I wasn't attuned to the land, but even I could sense the power in it, the anger, the desire to smash us like the intruding predators we were. I felt it from the storm, too; the storms that made it into cities were less self-aware, more instinctual. This one pulsed with pure menace.

Warmer air breathed through the trees, rattled branches, and fluttered leaves. The breeze picked up and it carried the sharp scent of rain.

"Faster," I panted as we hit easier terrain. We ran for it as the storm clouds unfurled octopus tentacles overhead and the rain came down in a punishing silver curtain. Overhead, lightning forked purple white, and without a city to frame it, lightning was huge and powerful, taller than the mountain it struck. Thunder hit like a physical body blow. It rattled through my skin, my cartilage, bones. We're mostly water, our bodies. Sound travels in waves.

Above us on the ridge, a tree went up like a torch.

Albert was yelling something about a ranger station. I could barely see. The rain stung like angry wasps, and under the trees the blackness was complete. Better not to stay under the trees anyway, too much risk of drawing another lightning strike.

Pins and needles across my back, at the top of my head.

"Get down!" I yelled, and rolled into a ball on the ground, trying to present the smallest exposure to the storm. I could feel it now—it was like a blind man with an ax hunting a mouse. It wanted me. It was drawn to me.

It hated me.

Lightning hit close, very close. I felt the concussion and heard something that was too loud to be just a sound, it was a force with energy and life of its own.

I was sobbing now because I knew the next time it would get me. It knew where I was. It could smell my fear.

Somebody grabbed my arm and dragged me to my feet. We ran through the darkness, slipping on grass and mud.
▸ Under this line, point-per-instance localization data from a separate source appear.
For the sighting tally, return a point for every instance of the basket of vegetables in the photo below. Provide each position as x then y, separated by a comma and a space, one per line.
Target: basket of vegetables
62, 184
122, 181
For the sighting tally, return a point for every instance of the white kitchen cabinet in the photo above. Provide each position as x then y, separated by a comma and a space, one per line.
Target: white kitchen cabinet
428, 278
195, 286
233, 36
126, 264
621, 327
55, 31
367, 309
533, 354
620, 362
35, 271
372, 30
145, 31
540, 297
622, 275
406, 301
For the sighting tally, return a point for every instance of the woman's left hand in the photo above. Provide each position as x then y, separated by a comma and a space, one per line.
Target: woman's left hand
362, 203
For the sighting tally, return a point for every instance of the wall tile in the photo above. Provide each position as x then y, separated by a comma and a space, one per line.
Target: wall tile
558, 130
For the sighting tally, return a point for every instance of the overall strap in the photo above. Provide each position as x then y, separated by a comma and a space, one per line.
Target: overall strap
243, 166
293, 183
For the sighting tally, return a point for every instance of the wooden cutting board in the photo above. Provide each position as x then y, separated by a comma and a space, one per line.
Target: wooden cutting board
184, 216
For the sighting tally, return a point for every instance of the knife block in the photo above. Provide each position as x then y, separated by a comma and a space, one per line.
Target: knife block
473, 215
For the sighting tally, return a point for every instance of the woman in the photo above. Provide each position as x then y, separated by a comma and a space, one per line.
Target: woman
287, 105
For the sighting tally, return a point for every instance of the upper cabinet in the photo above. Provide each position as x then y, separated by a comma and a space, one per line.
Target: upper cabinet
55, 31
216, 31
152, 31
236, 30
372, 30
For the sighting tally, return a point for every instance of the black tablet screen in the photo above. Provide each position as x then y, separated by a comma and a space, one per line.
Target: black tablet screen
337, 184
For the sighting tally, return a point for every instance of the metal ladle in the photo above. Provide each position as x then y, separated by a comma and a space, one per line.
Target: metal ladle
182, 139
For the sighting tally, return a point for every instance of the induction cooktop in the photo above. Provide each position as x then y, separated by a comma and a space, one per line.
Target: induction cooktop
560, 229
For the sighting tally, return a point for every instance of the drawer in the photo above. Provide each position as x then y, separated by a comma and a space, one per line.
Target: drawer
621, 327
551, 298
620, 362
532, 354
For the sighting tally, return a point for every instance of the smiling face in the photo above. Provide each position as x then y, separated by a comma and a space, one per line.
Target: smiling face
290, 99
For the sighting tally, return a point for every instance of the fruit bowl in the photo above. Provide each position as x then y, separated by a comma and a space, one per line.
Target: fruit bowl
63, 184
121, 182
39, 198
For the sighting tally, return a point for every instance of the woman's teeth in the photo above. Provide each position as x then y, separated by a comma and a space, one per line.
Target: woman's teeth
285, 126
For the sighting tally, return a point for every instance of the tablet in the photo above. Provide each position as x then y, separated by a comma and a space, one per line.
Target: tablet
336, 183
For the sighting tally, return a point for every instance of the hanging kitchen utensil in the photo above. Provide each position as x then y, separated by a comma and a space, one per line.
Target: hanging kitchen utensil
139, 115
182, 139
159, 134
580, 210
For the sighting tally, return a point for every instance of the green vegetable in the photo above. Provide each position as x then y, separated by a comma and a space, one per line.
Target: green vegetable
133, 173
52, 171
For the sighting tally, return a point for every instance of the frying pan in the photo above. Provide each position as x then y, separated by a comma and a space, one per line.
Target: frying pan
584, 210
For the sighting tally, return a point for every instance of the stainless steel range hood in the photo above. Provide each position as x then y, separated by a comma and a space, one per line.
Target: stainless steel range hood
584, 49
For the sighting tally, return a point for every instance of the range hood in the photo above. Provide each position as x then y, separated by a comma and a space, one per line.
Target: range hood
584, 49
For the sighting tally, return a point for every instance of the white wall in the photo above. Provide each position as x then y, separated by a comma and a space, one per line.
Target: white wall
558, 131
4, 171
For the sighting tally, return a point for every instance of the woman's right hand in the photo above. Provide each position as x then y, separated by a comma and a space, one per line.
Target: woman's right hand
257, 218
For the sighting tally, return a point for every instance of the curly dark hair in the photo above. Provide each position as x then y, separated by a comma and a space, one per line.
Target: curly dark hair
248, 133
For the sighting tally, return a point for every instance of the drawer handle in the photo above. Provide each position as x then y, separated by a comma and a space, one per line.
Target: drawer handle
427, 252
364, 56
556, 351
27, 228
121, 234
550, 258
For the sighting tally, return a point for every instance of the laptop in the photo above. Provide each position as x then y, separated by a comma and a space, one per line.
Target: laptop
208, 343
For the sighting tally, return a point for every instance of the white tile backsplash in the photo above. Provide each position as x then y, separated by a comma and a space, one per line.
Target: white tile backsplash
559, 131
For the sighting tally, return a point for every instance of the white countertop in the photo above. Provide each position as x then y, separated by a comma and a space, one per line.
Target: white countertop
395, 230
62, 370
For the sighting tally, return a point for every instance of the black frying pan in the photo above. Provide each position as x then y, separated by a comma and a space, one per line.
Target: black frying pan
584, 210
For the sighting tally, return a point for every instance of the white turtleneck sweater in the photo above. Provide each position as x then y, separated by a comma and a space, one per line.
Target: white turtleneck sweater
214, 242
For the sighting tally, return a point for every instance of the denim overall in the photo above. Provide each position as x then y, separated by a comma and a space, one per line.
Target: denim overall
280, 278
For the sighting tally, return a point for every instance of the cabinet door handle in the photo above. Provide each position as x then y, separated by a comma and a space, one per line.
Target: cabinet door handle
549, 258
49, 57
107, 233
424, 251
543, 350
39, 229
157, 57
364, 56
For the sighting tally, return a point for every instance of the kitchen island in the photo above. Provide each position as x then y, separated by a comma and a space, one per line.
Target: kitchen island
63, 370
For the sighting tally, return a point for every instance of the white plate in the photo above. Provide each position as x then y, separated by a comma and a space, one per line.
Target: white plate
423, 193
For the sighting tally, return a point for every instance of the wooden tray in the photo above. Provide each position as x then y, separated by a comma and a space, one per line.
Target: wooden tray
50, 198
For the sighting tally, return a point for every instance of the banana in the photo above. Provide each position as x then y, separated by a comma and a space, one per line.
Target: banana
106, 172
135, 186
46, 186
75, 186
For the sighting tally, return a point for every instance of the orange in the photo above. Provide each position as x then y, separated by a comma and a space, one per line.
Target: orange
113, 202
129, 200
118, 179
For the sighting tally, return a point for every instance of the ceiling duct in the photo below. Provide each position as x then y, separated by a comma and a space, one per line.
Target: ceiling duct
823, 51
Deer burst out of the darkness and across our path like white ghosts fleeing a graveyard.

We made it to the ranger station, and I realized only when I saw Mom and Albert were already there, wrapped in blankets and shivering, that the person who'd dragged me up and out from under the storm wasn't anyone I knew.

She was small and golden skinned and dark haired, and she was laughing as she swept off her park ranger hat and hung it up to dry.
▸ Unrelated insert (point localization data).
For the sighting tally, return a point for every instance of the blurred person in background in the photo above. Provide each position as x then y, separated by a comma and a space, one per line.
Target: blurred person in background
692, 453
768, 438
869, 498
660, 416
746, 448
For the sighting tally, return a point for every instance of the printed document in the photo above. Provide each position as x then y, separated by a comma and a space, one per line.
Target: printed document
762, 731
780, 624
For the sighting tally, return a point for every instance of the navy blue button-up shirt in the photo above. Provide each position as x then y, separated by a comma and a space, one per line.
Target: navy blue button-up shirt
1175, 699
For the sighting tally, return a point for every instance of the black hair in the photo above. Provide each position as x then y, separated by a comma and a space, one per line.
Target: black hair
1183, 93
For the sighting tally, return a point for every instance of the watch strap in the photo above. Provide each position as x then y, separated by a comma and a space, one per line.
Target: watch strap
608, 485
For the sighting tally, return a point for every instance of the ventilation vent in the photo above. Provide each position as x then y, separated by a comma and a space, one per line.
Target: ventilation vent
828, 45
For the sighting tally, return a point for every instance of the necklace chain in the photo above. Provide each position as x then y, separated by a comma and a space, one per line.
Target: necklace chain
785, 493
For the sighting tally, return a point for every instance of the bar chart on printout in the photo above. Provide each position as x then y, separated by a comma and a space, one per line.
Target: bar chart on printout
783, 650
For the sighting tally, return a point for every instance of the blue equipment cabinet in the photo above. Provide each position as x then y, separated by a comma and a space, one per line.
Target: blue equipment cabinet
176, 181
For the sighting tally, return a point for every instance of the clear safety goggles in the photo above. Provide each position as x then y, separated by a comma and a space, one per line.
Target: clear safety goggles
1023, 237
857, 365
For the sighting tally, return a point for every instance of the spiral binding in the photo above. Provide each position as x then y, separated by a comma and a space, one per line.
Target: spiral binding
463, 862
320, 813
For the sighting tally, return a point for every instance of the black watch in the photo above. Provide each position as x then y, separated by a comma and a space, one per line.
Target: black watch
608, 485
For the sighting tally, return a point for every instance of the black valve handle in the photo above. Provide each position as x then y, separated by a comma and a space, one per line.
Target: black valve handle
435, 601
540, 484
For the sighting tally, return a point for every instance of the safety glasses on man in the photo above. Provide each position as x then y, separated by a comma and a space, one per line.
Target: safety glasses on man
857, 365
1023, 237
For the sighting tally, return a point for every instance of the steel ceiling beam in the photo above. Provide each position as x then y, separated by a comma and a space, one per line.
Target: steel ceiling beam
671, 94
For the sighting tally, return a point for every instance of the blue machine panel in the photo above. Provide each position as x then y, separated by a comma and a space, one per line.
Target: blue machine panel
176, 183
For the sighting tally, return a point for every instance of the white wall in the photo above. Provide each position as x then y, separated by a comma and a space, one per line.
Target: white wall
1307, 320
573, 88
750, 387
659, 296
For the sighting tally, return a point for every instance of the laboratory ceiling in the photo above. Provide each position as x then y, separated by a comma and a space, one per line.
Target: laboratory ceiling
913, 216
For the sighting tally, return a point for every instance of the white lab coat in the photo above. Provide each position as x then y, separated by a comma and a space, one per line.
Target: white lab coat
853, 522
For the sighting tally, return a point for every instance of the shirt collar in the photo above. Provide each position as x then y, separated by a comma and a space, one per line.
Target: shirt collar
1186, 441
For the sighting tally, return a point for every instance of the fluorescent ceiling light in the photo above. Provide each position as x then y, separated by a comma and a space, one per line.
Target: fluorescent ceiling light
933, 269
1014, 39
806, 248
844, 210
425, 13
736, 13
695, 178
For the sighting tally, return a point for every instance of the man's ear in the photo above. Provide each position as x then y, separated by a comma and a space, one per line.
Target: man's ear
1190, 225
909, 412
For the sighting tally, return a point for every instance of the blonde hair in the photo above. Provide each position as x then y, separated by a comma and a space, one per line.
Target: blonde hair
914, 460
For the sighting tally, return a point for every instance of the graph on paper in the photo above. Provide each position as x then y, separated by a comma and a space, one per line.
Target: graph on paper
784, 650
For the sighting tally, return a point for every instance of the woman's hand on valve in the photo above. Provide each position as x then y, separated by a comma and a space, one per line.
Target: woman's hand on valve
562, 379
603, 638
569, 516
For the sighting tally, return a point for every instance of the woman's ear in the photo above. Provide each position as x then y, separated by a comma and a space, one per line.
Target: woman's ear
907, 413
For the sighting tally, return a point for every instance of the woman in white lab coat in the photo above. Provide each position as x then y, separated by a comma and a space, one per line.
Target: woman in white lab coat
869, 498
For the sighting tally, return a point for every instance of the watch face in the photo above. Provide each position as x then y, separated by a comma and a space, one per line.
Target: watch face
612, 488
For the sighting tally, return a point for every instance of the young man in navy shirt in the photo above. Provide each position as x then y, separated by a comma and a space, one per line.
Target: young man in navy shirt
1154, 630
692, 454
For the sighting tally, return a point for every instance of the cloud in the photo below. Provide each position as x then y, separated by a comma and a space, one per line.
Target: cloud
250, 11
"Nice day for a walk," the other ranger said, the one handing Mom and Albert steaming cups of coffee. My rescuer grinned at him and looked out the window. Rain lashed the glass as if it were reaching inside for us.

"Yup," she agreed. "Just about perfect."

She glanced over at me, and I felt it like a current humming between us. We were the same, shared something fundamental.